There will be no cuts to the Lake Washington School District (LWSD) 2010-11 budget, superintendent Dr. Chip Kimball announced Wednesday.


There will be no cuts to the Lake Washington School District (LWSD) 2010-11 budget, superintendent Dr. Chip Kimball announced Wednesday.

While the recently adopted final state budget includes cuts to K-12 education funding, LWSD analyzed the state-funding impact to its budget and determined cuts will not be needed of the 2010-11 school year, according to a LWSD press release.

The legislature’s approval of a local levy lift increase will allow the LWSD to collect enough money in local levy dollars to make up for those state cuts, according to LWSD communication director Kathryn Reith.

The district will not hold budget input meetings this spring because there will be no cuts — or additions for that matter — to the 2010-11 budget, Reith said.

The Lake Washington School District covers a number of schools in Sammamish, including Eastlake High School, Inglewood Junior High School, and six elementary schools in the northwest section of the Plateau.

Kimball said he was pleased with the budget news on a short-term level, but was concerned about future funding.

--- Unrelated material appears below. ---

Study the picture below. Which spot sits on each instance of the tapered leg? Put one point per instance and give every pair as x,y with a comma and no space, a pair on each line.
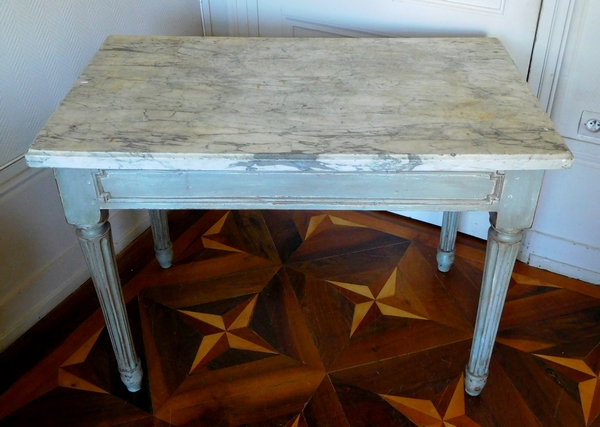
97,246
500,258
447,247
162,241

“We’ve gotten a reprieve,” said LWSD Superintendent Dr. Chip Kimball. “I’m relieved that cuts ended up being less than anticipated in the proposed budget packages. However, I’m concerned about the state’s increasing reliance on local taxpayers to pay for what the state should provide, and am concerned about the loss of federal stimulus dollars in another year.”

Total cuts to the LWSD budget amount to a $3.5 million reduction in state funding. The largest amount comes in the elimination of voter-approved I-728 student achievement funds. Three-quarters of those dollars were cut last year and the remaining $2.3 million were cut in this year’s state budget.

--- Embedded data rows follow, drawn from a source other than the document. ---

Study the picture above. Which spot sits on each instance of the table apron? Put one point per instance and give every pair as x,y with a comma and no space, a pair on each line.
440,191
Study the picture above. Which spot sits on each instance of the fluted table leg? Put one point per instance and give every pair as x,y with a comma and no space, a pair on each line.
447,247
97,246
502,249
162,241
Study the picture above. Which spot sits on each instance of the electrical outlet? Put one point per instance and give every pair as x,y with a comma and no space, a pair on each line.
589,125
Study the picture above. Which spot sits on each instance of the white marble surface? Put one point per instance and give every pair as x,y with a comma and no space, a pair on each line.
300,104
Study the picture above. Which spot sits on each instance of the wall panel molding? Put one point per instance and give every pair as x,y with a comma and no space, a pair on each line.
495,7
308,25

Another significant state cut comes by reducing fourth grade K-4 class size enhancement dollars, for a total of about $900,000. The last state-funded Professional Development day for teachers was also cut, which amounts to $455,000.

The state did increase district funding for some general costs, adding about $275,000 to the Lake Washington allocation for non-employee related costs such as utilities and fuel.

In addition, the state legislature passed a local levy package that enables the district to collect more revenue by protecting the base amount on which levy collection is calculated and increasing the percent of that base it can collect by four percent.

As a result, LWSD now has the state authority to collect 28.89 percent — rather than 24.89 — of a certain package of state and federal revenues through its Educational Programs and Operations (EP&O) levy. However in the February election, the voters approved that the district could collect 49.1 million in 2011, which amounts to 26.7 percent of the base amount, lower than the state’s newly approved allotment.

The district could collect the difference, but that would mean the district would have to fund another election, Reith said. The district does not anticipate going to voters to ask for an increase in levy authority for 2011 to allow it to collect the full 28.89 percent now allowed by law, Reith said.

Holding another election will cost the district around a quarter million dollars and if the levy amount is raised, voters might shoot it down, Reith pointed out.

Deputy Superintendent Janene Fogard said determining levy measure amounts to be approved by voters “is a difficult balance.”

“We have to predict for four years the district’s needs, local enrollment growth, state funding and federal funding,” Fogard said. “For the February election, we based our EP&O levy proposal on the growth we saw in the levy base over the last four years. With the state legislature’s change in the levy lid, we will be able to collect about 26.7 percent of the base in 2011.”

The district will collect about $4.5 million more in the 2010-11 school year based on the voter-approved levy money authorized in February’s election. That increased local levy revenue will restore the $3.5 million in reduced state revenues plus a reduction in federal Title I dollars of about $800,000. The result is a flat budget for next year.

“While we can rest easier for next year,” said Kimball, “we still have to anticipate what will happen in 2011. The federal stimulus dollars now going both to the state to fund education and to our district directly are scheduled to end. We will continue to use our dollars carefully since the loss of significant amounts of stimulus dollars is just a year away. If the state economy does not pick up enough to make up for that loss, we could face another round of cuts for 2011-2012 and beyond.”

Kimball will present his budget proposal to the LWSD Board of Directors at the June 21 meeting, which will include a public hearing to allow for comments from local residents. The board will vote on the budget at its Aug. 9 meeting.